In general relativity, the fabric of space-time can occasionally allow for worldlines that create a closed timelike curve, which is relativity-speak for time travel. Einstein himself explored these concepts when developing general relativity, but never made much progress on them. In the following years, solutions allowing for time travel were discovered.
The first application of general relativity to time travel was by the Scottish physicist W. J. van Stockum in 1937. Van Stockum imagined (in mathematical form, because that’s how physicists imagine things) an infinitely long, extremely dense rotating cylinder, like an endless barbershop pole. The dense cylinder actually drags space-time with it, creating a space-time whirlpool.
In van Stockum’s situation, you could fly up to the cylinder in a spaceship and set a course around the cylinder and arrive back at a point in time before you arrived at the cylinder.
Another theory about time travel was proposed in 1949 by Einstein’s colleague, the mathematician Kurt Gödel, who considered the situation where all of space — the entire universe itself — was actually rotating. You might ask if everything is rotating how we’d ever know it. Well, it turns out that if the universe were rotating, according to general relativity, then we’d see laser beams curve slightly as they move through space (beyond the normal gravitational lensing, where gravity bends light beams).
The solution that Gödel arrived at was disturbing, because it allowed time travel. It was possible to create a path in a rotating universe that ended before it began. In Gödel’s rotating universe, the universe itself could function as a time machine.
So far, physicists haven’t found any conclusive evidence that our universe is rotating. In fact, the evidence points overwhelmingly toward the idea that it’s not. But even if the universe as a whole doesn’t rotate, objects in it certainly do.
Taking a shortcut through space and time with a wormhole
In a solution called an Einstein-Rosen bridge (shown in the figure below and more commonly called a wormhole), two points in space-time could be connected by a shortened path. In some special cases, a wormhole may actually allow for time travel. Instead of connecting different regions of space, the wormhole could connect different regions of time!
Assuming physicists could get a wormhole to be large and stable enough to pass through (which many mathematicians and physicists believe is impossible), consider it to have the following features:
One end of the wormhole is on Earth.
The other end of the wormhole is located inside a spaceship, currently at rest on Earth. The end in the spaceship moves when the spaceship moves.
You can travel through the wormhole either way, or talk through it, and such travel or communication is essentially instantaneous.
Now assume that a pair of twins, Maggie and Emily, are standing at either end of the wormhole. Maggie is next to the wormhole on Earth in 2010, while Emily is on the spaceship (also, for the moment, in 2010). She goes on a little jaunt for a few days, traveling at nearly the speed of light, but when she comes back, thousands of years have passed on Earth due to time dilation (she is now in 5910).
On Maggie’s side of the wormhole (still 2010), only a few days have passed. In fact, the twins have regularly been discussing the strange sights that Emily has witnessed over the few days of her journey. Emily (in 5910) is able to go through the wormhole to Maggie’s location (in 2010) and, voilà, she has traveled back in time thousands of years!

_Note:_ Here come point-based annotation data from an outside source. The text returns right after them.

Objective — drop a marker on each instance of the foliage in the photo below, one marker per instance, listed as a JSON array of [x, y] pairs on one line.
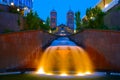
[[77, 20], [94, 19], [13, 9], [32, 21], [18, 21]]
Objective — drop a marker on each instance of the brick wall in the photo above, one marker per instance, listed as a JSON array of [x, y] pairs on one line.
[[22, 48], [103, 47]]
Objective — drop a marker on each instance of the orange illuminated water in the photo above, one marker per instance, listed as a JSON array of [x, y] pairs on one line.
[[65, 60]]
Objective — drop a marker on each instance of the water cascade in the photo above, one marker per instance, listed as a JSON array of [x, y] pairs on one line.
[[64, 57]]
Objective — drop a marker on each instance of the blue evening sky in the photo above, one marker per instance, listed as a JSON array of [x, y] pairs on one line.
[[43, 7]]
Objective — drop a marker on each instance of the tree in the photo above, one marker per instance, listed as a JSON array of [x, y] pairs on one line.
[[77, 20], [47, 21], [94, 19], [32, 21]]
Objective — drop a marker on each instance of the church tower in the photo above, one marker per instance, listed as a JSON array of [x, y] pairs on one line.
[[53, 19], [70, 19]]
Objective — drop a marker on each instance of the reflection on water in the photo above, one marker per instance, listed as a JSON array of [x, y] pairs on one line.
[[64, 57], [63, 41]]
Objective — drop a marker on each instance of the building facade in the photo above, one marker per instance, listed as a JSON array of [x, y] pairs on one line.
[[70, 19], [53, 19], [18, 3], [25, 5]]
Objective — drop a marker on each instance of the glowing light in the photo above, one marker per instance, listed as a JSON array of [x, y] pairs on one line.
[[63, 74], [80, 74], [63, 59], [50, 31], [18, 9], [49, 73], [88, 73], [41, 71], [106, 5], [75, 31]]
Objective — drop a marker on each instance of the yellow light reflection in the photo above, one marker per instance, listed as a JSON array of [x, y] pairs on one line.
[[65, 59], [63, 74], [41, 71]]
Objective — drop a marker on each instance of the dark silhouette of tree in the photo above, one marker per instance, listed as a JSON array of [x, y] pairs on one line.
[[94, 19], [47, 21], [78, 20], [32, 21]]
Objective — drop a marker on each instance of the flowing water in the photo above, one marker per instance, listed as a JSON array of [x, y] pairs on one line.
[[64, 57]]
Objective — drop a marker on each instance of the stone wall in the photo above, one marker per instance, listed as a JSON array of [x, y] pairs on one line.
[[103, 47], [112, 19], [22, 48]]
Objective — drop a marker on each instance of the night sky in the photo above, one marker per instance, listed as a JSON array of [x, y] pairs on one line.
[[43, 7]]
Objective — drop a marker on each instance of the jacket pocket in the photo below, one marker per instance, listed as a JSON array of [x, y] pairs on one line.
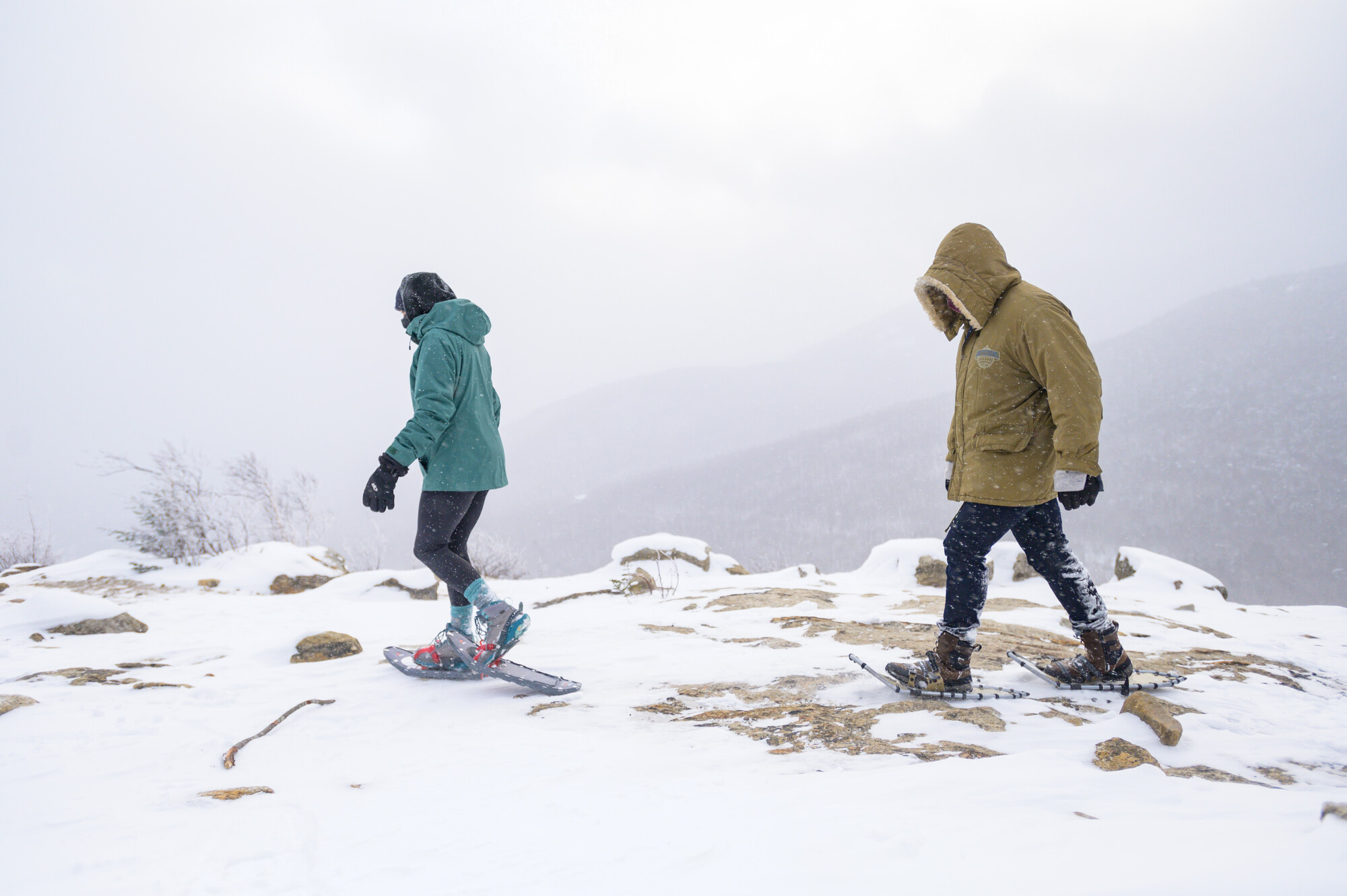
[[1003, 440]]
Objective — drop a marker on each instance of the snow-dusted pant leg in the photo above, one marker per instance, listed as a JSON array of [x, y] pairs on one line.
[[976, 528], [444, 524], [1039, 532]]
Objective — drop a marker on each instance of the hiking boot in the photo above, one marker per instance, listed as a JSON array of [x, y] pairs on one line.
[[440, 654], [506, 625], [1104, 661], [949, 668]]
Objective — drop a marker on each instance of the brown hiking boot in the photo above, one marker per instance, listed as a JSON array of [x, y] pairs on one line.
[[1105, 660], [949, 668]]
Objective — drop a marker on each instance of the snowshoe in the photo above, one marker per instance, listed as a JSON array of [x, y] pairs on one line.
[[504, 627], [973, 692], [948, 669], [1138, 680]]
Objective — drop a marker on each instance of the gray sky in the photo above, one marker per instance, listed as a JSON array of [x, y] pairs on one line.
[[207, 207]]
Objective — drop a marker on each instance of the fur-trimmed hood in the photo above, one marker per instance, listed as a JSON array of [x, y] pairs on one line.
[[971, 269]]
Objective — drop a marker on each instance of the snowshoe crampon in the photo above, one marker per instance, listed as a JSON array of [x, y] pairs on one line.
[[975, 693], [1140, 680], [479, 660], [401, 658]]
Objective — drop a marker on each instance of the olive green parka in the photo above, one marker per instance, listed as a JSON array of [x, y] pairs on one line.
[[456, 411], [1028, 399]]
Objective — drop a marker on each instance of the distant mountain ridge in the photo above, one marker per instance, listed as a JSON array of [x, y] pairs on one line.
[[1221, 446]]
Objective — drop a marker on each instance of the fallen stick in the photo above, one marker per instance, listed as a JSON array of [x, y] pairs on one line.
[[230, 754]]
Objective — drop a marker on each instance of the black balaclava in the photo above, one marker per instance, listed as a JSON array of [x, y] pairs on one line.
[[418, 294]]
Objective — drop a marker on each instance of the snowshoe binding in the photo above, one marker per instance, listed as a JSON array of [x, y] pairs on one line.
[[504, 627], [440, 654], [1105, 666], [975, 692], [948, 669]]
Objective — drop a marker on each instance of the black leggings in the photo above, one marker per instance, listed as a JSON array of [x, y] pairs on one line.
[[444, 524]]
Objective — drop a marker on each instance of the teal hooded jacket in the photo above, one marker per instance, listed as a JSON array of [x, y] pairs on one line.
[[456, 411]]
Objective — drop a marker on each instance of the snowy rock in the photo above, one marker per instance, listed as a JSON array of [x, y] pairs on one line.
[[294, 584], [1155, 714], [1023, 570], [14, 701], [1117, 754], [692, 556], [115, 626], [1338, 811], [329, 645], [1146, 571], [235, 793], [416, 594], [636, 583], [930, 572]]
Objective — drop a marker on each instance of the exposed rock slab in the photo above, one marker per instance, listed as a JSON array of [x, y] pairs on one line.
[[430, 592], [1156, 715], [1023, 570], [1208, 773], [1117, 754], [115, 626], [14, 701], [297, 584], [235, 793], [775, 644], [773, 598], [329, 645], [996, 638]]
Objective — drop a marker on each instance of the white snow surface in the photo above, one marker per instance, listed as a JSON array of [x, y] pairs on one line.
[[406, 785]]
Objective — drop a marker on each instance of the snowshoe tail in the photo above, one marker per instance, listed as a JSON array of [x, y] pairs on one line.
[[1140, 680]]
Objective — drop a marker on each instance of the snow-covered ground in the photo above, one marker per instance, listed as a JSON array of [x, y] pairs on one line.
[[721, 743]]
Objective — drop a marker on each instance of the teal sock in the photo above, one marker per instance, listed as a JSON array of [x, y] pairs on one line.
[[480, 594], [461, 618]]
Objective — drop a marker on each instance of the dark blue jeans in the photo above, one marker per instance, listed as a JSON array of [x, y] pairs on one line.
[[1038, 529]]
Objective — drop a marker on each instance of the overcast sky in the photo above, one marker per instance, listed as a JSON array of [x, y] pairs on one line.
[[207, 207]]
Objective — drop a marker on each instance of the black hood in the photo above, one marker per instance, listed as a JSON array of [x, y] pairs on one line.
[[420, 292]]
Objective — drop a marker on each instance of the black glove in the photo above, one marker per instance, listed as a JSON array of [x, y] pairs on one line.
[[379, 490], [1073, 499]]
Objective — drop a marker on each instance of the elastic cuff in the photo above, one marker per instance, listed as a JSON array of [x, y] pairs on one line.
[[968, 634], [1069, 481], [480, 594], [399, 467]]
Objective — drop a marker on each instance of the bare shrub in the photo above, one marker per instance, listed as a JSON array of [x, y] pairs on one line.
[[30, 547], [495, 559], [184, 517], [282, 512]]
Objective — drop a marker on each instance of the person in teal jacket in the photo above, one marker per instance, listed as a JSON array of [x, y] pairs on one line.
[[455, 435]]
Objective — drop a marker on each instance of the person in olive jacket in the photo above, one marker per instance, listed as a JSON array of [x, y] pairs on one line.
[[1024, 438], [455, 436]]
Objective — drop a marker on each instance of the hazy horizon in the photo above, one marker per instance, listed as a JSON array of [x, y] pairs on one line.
[[207, 209]]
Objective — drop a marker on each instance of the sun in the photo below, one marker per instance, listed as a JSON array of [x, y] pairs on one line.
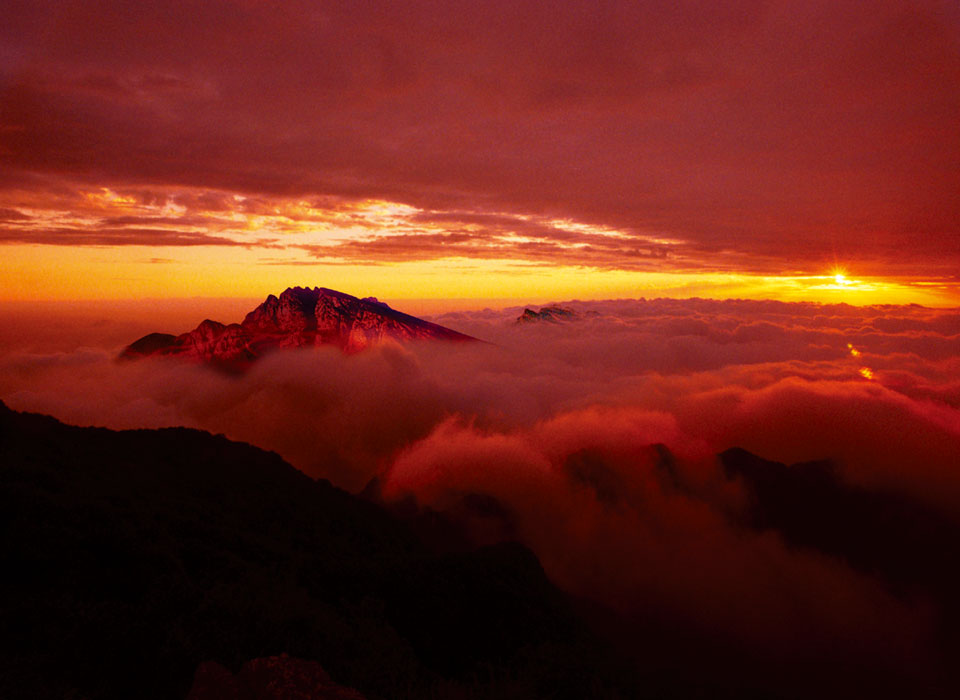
[[840, 278]]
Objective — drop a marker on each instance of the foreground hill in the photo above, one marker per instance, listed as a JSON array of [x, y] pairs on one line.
[[133, 557], [299, 317]]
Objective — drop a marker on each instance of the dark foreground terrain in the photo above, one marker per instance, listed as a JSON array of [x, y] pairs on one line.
[[133, 557], [168, 563]]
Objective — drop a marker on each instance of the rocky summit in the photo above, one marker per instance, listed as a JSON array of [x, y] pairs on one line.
[[299, 317]]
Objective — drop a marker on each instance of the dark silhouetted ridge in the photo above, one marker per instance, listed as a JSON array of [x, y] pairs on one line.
[[132, 557], [299, 317]]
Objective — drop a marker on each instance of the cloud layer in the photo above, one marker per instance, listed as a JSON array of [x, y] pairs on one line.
[[594, 442], [774, 135]]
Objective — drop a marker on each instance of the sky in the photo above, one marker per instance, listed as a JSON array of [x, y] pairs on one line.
[[481, 151]]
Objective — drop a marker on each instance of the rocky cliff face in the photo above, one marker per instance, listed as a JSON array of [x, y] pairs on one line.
[[299, 317]]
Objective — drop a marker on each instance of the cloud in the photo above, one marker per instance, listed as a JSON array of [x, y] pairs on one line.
[[594, 442], [777, 135]]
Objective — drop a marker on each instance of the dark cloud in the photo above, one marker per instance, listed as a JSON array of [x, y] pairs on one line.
[[102, 236], [788, 135]]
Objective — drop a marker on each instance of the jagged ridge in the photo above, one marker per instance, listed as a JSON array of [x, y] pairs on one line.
[[299, 317]]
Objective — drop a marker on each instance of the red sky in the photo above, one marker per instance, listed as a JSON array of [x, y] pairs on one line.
[[481, 150]]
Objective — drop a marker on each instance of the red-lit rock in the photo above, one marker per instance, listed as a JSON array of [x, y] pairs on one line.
[[299, 317]]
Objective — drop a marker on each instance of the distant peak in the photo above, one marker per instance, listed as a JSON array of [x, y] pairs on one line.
[[299, 317]]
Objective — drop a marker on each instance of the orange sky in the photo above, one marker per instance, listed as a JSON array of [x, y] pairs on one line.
[[486, 154]]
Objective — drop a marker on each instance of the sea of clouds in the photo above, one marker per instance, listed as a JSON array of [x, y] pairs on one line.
[[595, 441]]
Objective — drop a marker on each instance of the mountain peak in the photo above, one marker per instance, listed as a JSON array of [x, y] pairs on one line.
[[299, 317]]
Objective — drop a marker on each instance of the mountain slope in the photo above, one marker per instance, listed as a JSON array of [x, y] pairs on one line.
[[133, 556], [299, 317]]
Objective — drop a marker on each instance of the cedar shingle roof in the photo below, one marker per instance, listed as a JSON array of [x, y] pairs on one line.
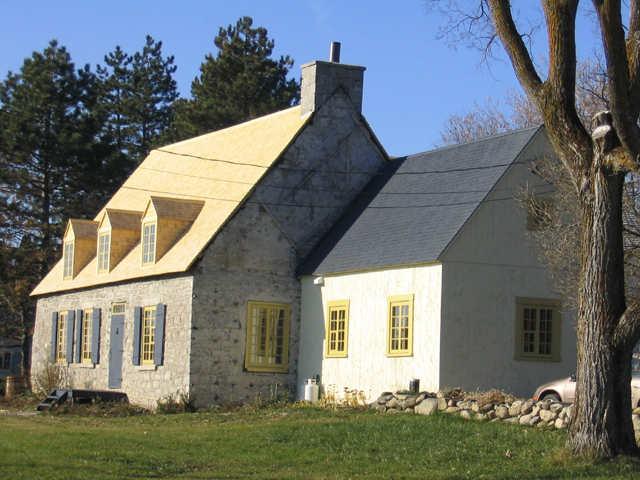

In fact, now that Emily’s gone to the trouble of setting up the portal, Maggie (or anyone else) could just as easily travel from 2010 to 5910 (or vice versa) just by stepping through it.
There have been several wormhole-based time travel scenarios developed by physicists. In fact, some physicists have shown that if a wormhole exists, it has to allow travel in time as well as space.
Overcoming a wormhole’s instability with negative energy
The problem with using wormholes to travel in space or time is that they are inherently unstable. When a particle enters a wormhole, it creates fluctuations that cause the structure to collapse in upon itself. There are theories that a wormhole could be held open by some form of negative energy, which represents a case where the energy density (energy per volume) of space is actually negative.
Under these theories, if a sufficient quantity of negative energy could be employed, it might continue to hold the wormhole open while objects pass through it. This would be an absolute necessity for any of the previously discussed theories that allow a wormhole to become a time portal, but scientists lack a real understanding of how to get enough negative energy together, and most think it’s an impossible task.
In some models, it may be possible to relate dark energy and negative energy (both exhibit a form of repulsive gravity, even though dark energy is a positive energy), but these models are highly contrived. The good news (if you see possible time travel as good news) is that our universe appears to have dark energy in abundance, although the problem is that it looks like it’s evenly distributed throughout the universe.
Trying to find any way to store negative energy and use it to sustain a wormhole’s stability is far beyond current technology (if it’s even possible at all). String theory can provide potential sources of negative energy, but even in these cases, there’s no guarantee stable wormholes can occur.